Dimensiones de la soledad
La concepción de vejez como una etapa que deviene en carga más que en derechos no suele estar en la agenda pública más allá de los reclamos por jubilaciones, en los que también están solos. Tres fechas interpelan esa postergación: 28 de agosto, Día de los Derechos de las Personas Mayores en memoria del Decálogo de la Ancianidad de Eva Perón, en 1948; el 1° de octubre, fijado por la Organización de las Naciones Unidas y el 15 de junio, Día Mundial de Toma de Conciencia del Abuso y Maltrato en la Vejez.

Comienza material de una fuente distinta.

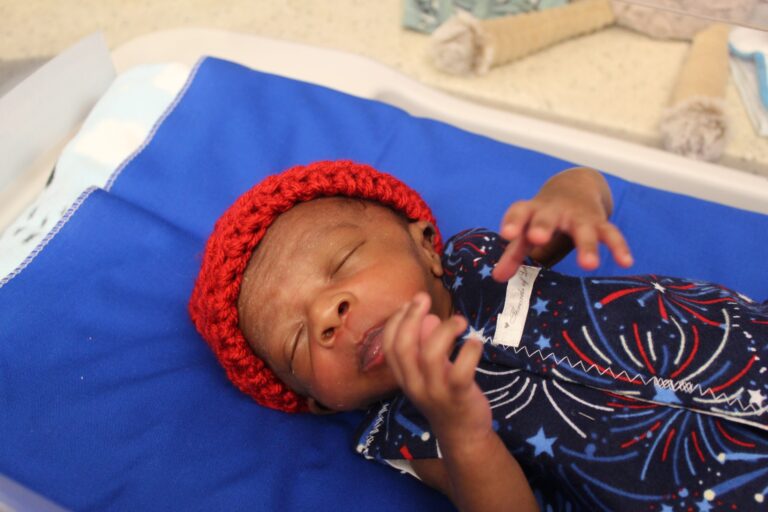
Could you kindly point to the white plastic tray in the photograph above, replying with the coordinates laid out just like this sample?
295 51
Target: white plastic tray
29 153
365 78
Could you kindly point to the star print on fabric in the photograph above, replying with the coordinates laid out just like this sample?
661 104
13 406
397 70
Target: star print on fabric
541 443
542 342
486 271
756 397
540 306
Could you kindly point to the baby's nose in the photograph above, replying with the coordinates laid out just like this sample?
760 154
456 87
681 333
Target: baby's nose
328 317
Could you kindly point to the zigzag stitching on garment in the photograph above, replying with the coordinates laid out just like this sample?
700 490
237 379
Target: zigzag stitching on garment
363 448
681 385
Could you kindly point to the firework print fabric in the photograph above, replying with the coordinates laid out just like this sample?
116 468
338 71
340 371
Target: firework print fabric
630 393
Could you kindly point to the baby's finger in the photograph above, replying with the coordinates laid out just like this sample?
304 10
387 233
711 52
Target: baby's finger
542 226
405 347
436 349
585 239
510 260
463 371
614 239
388 338
515 219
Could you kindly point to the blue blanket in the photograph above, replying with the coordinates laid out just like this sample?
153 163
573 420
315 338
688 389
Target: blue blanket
109 400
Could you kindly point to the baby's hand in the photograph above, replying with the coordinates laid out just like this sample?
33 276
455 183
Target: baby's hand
571 210
416 347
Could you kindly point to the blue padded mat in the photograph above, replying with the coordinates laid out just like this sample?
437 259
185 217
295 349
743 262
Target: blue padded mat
109 400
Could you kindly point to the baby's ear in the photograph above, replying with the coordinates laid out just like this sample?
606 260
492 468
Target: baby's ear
318 408
423 233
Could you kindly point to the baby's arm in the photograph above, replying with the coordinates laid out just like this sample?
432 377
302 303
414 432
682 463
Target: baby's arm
477 471
571 210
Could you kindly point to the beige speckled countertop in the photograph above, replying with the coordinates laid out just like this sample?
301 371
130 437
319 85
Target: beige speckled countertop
614 81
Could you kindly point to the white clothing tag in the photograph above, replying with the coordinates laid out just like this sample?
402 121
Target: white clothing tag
509 325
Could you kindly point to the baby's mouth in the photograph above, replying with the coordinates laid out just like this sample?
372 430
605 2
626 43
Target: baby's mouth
371 353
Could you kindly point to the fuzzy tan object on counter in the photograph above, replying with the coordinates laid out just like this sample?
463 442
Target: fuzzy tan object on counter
695 123
465 45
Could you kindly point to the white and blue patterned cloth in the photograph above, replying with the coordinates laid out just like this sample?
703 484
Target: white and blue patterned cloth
119 124
630 393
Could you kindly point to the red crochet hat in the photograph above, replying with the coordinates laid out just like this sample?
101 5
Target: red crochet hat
213 305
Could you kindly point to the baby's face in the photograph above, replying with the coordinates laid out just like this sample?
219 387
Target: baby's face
323 281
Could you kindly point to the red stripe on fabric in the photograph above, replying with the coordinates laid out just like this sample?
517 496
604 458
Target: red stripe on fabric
617 295
666 445
737 376
591 362
696 445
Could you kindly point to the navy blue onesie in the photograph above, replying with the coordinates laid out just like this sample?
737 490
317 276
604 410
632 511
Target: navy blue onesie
623 393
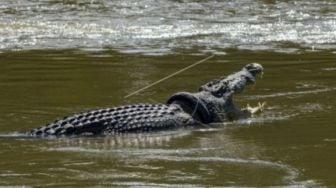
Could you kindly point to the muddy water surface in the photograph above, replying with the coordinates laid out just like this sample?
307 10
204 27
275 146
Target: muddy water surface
59 57
291 143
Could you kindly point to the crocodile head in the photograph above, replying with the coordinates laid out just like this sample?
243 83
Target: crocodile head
234 83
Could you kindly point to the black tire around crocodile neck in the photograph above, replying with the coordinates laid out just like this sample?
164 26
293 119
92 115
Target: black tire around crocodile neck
194 103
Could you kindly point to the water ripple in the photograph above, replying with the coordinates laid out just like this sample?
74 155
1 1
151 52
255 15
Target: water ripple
147 25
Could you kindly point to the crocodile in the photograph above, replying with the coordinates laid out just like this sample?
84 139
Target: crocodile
212 103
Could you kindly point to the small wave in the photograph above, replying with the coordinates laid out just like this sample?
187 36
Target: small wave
293 93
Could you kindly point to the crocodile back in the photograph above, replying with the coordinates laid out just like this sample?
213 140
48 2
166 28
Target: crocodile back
128 118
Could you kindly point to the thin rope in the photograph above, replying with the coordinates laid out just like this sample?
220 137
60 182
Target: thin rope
169 76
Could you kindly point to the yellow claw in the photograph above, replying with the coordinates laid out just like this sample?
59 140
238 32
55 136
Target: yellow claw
258 109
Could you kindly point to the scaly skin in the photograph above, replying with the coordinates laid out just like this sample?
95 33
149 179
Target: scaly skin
213 103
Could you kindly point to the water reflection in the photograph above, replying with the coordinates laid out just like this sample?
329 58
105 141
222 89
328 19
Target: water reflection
157 28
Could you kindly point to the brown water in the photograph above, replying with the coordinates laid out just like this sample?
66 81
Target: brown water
291 144
59 57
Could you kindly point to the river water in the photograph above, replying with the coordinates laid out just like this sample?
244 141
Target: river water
59 57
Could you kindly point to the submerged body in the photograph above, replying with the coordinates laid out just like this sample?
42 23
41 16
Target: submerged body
213 103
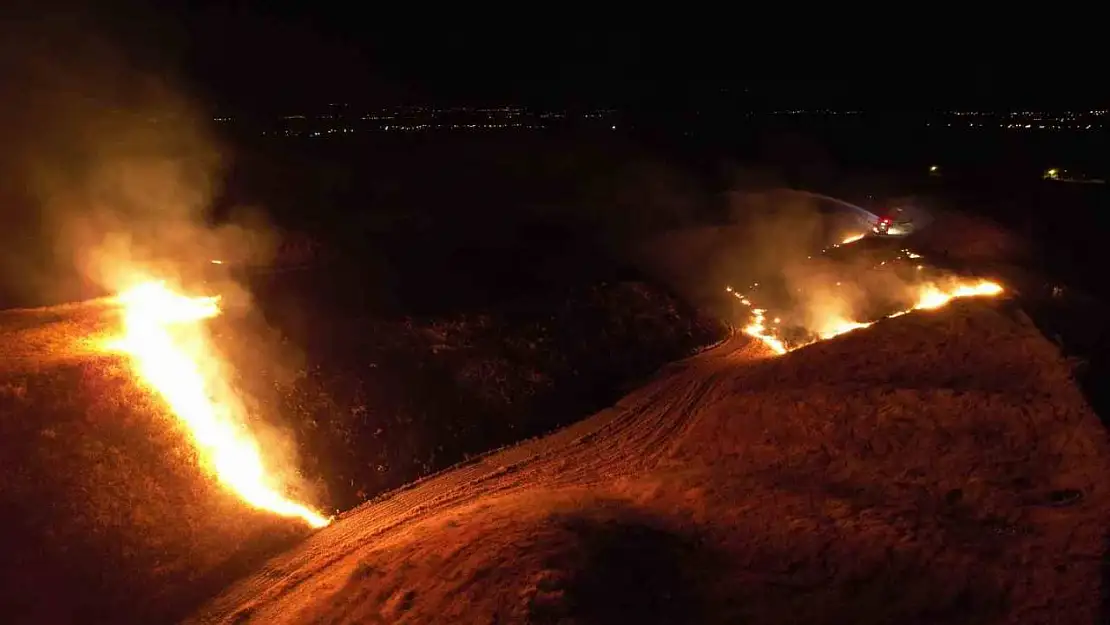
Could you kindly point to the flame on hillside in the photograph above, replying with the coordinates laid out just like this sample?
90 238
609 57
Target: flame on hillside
926 295
171 354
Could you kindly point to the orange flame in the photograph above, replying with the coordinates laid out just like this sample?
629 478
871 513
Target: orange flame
172 356
927 296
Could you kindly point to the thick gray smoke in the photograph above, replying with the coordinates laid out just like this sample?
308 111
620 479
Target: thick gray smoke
108 169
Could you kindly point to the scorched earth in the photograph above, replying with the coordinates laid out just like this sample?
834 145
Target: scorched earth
939 466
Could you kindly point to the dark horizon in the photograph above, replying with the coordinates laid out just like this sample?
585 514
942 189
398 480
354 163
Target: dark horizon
266 57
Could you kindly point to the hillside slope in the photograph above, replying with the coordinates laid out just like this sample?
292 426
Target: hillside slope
925 470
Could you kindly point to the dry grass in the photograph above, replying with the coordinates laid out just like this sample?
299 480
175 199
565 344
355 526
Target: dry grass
106 512
110 520
901 474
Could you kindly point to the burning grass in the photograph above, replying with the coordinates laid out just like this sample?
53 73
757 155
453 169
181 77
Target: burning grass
112 520
826 304
906 474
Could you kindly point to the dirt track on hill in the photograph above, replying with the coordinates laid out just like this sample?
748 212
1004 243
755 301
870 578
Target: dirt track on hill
905 473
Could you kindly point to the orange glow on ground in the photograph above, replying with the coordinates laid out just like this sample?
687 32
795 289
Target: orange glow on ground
171 354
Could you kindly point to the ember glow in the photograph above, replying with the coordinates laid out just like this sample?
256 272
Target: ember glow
171 354
928 295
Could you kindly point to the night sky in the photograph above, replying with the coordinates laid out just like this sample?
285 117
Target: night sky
268 54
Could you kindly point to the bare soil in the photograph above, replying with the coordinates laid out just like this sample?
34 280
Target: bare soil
941 466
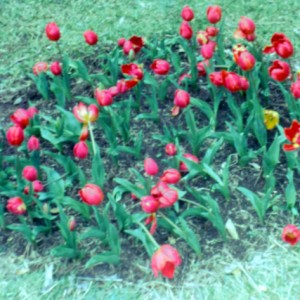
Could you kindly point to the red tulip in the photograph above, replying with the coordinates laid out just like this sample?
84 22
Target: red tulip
132 70
182 98
86 114
246 25
55 68
165 260
280 70
160 67
15 135
171 176
103 97
81 150
295 89
291 234
186 30
20 117
214 14
150 166
292 134
39 68
33 143
91 194
149 204
246 61
171 149
212 31
187 14
182 166
52 32
30 173
90 37
16 206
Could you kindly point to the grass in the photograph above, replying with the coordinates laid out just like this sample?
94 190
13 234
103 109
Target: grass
268 274
23 41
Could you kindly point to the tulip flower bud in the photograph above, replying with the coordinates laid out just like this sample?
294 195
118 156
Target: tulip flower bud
186 30
52 31
150 166
33 143
214 14
30 173
165 260
16 206
103 97
160 67
20 117
182 166
279 70
15 135
171 176
81 150
187 14
72 224
90 37
182 98
149 204
55 68
39 68
91 194
171 149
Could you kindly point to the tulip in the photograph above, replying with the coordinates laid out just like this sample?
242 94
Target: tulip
103 97
201 67
91 194
16 206
295 89
202 37
30 173
280 70
20 117
132 70
214 14
86 114
90 37
292 134
212 31
31 111
246 25
291 234
183 167
55 68
187 14
39 68
149 204
246 61
171 176
160 67
36 185
15 135
52 31
207 50
81 150
33 143
171 149
182 98
186 30
165 260
150 166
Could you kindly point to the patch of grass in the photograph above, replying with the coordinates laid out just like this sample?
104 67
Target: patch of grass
23 41
271 273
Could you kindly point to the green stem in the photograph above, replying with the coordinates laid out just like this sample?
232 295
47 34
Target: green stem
151 238
92 137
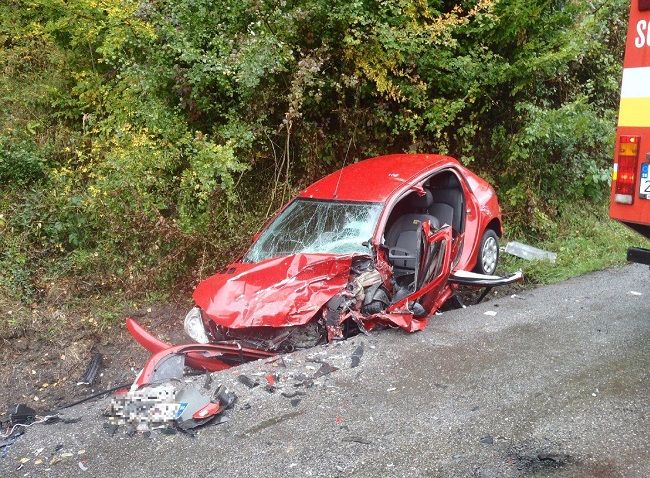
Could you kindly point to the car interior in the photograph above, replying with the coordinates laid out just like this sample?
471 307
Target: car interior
442 204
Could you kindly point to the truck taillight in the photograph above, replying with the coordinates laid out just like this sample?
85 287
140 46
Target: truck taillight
625 169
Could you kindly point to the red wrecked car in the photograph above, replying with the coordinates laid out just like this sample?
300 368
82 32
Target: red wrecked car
383 242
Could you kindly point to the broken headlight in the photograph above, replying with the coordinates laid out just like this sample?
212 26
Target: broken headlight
194 326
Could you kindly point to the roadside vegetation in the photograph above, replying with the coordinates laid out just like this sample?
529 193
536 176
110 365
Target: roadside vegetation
143 142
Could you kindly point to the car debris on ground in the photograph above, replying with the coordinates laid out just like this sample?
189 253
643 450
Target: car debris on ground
339 260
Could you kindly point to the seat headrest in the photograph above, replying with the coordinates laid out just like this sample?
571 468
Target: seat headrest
421 202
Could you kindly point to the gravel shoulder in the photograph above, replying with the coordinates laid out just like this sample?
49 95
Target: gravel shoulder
554 384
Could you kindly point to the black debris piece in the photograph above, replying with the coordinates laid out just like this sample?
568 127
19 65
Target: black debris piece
325 369
487 440
208 381
11 439
90 375
57 419
249 382
292 394
356 356
356 439
225 397
22 415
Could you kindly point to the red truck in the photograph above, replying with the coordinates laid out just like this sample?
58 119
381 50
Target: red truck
630 194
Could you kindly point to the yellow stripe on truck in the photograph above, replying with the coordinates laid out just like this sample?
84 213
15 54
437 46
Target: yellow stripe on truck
634 112
635 97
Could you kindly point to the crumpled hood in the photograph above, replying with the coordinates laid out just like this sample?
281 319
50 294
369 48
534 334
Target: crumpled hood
278 292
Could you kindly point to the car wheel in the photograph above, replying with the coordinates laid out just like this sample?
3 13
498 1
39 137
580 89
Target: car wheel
488 254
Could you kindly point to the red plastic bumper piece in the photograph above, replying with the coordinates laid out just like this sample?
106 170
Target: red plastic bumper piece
206 357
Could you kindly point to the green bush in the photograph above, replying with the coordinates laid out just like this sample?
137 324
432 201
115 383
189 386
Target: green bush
143 142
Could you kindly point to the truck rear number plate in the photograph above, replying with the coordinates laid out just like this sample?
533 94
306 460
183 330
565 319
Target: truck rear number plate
644 190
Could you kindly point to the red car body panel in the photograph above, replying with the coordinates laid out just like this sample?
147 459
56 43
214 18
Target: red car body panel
291 291
278 292
287 291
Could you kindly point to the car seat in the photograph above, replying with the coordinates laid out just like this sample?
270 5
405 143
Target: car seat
402 237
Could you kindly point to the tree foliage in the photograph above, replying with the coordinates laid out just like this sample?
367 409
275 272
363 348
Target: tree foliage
143 139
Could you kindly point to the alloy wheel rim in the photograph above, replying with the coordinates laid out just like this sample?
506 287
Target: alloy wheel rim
490 254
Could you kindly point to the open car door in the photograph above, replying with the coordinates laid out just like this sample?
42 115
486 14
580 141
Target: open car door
433 265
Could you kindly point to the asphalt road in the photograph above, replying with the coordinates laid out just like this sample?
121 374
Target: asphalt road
555 384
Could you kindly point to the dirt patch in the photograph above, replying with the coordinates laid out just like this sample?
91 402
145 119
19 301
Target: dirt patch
41 363
42 370
530 459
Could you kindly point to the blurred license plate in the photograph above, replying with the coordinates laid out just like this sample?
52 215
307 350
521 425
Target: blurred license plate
644 190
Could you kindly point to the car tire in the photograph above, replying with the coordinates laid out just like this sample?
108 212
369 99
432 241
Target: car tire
488 254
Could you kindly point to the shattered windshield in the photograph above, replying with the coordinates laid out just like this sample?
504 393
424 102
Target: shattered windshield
312 226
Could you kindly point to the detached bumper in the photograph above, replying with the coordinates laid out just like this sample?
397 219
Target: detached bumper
205 357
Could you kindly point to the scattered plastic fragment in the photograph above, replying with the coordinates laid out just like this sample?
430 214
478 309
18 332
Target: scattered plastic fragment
292 394
249 382
487 440
325 369
356 356
356 439
530 253
172 404
90 375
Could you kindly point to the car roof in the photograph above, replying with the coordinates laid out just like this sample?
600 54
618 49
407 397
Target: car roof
374 179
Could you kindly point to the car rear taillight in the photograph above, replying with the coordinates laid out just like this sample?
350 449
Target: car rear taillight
625 169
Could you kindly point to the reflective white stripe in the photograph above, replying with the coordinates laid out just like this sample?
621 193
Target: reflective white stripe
636 82
623 198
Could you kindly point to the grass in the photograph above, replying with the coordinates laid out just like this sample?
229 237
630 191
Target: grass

El plan Mil+65, define la soledad no deseada como una experiencia subjetiva de malestar que aparece cuando una persona percibe que sus relaciones sociales no responden adecuadamente a sus necesidades, expectativas o deseos de conexión. Por eso una persona puede vivir sola y no sentirse sola. Y otra puede sentirse profundamente sola aun estando rodeada de familiares o personas. La clave no está solamente en la cantidad de vínculos. La clave está en su calidad. En la reciprocidad. En la escucha. En el sentido de pertenencia. En la posibilidad de contar con alguien cuando se necesita. Sobre el final, el Director de Adultos Mayores de Santa Fe, Fabián Peralta, cerró con una anécdota inquietante: “Cuando salió el tema ludopatía en adultos mayores, le pregunté a un señor por qué iba al casino y me respondió que iba para escuchar gente hablar”.